The `SurfaceItem` is re-usable. In other words, it can be used on its own to represent a software cursor or a drag-and-drop additional icon on Wayland.

An `Item` doesn't do any actual rendering. Instead, it generates scene graph nodes when the renderer asks it to do so. Similar how it's done in QtQuick.
# Cursor and Overlay hardware planes
In order to properly render surface items on `Cursor` and `Overlay` hardware planes, every composited layer is going to have its own scene graph. If an item can be directly scanned out, it will be scanned out. Otherwise the renderer will fall back to OpenGL or QPainter compositing. This is needed to properly handle weird cases where the cursor surface has sub-surfaces or if it has a `wp_viewport`.
# Milestone I
First, we need to introduce stripped down versions of `WindowItem`, `SurfaceItem`, `ShadowItem`, and `DecorationItem`. This is done by plasma/kwin!656. Even though the MR doesn't achieve all what we want in this re-design, it already fixes some existing visual glitches. \o/
Things that have nothing to do with window management have to be moved out of the `Toplevel` class to the scene, e.g. `Toplevel::depth()`, `Toplevel::hasAlpha()`, etc. In case it's not possible because of X11, move them to `X11Client` or `Unmanaged`.
# Milestone II
The second biggest milestone is going to be the introduction of a scene graph and porting `SurfaceItem`, `ShadowItem`, and `DecorationItem` to it.
# Milestone III
The third biggest milestone is going to be getting rid of `Scene::Window` and putting all `WindowItem`s in a single scene. Some effects might need to be ported as well, and some of them might have to be dropped due to their enormous size, questionable usefulness (e.g. flip switch, desktop cube, etc) and limited man power of the kwin development team. The maintenance issues with those effects will be brought up to attention in the plasma-devel mailing list.
# Milestone Last + 1?
It's quite possible that the plan is incomplete and the gaps will be discovered while doing the actual changes.

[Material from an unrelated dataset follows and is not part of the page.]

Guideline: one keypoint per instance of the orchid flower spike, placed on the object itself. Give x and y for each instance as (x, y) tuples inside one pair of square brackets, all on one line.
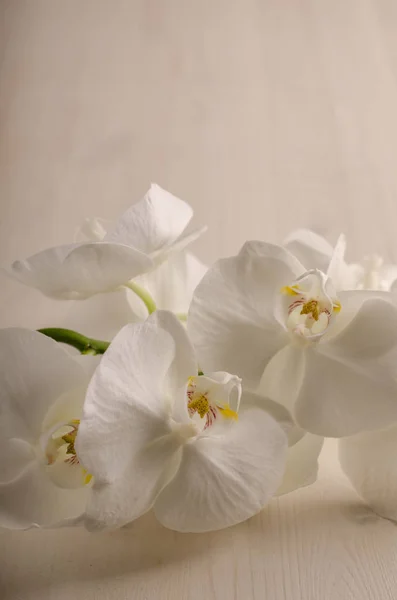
[(144, 237), (328, 356), (156, 434), (42, 389)]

# Compositing on different threads
If we do the redesign the right way, state updates and painting will be separated. Which means that it should be possible to perform compositing on different threads. The render threads might still need to synchronize with the main thread, but the synchronization step should be lightweight, therefore it's not a big concern. So, the idea is
* The render thread synchronizes with the main thread
* The render thread asks every item to update the scene graph nodes
* The render thread finishes synchronization and goes on with recording render commands, etc
Every render thread will most likely have to have its own scene graph otherwise the complexity will explode due to synchronization.
# Timeframe
Due to the sheer amount of work that needs to be put in this, it may take several release cycles to complete the task.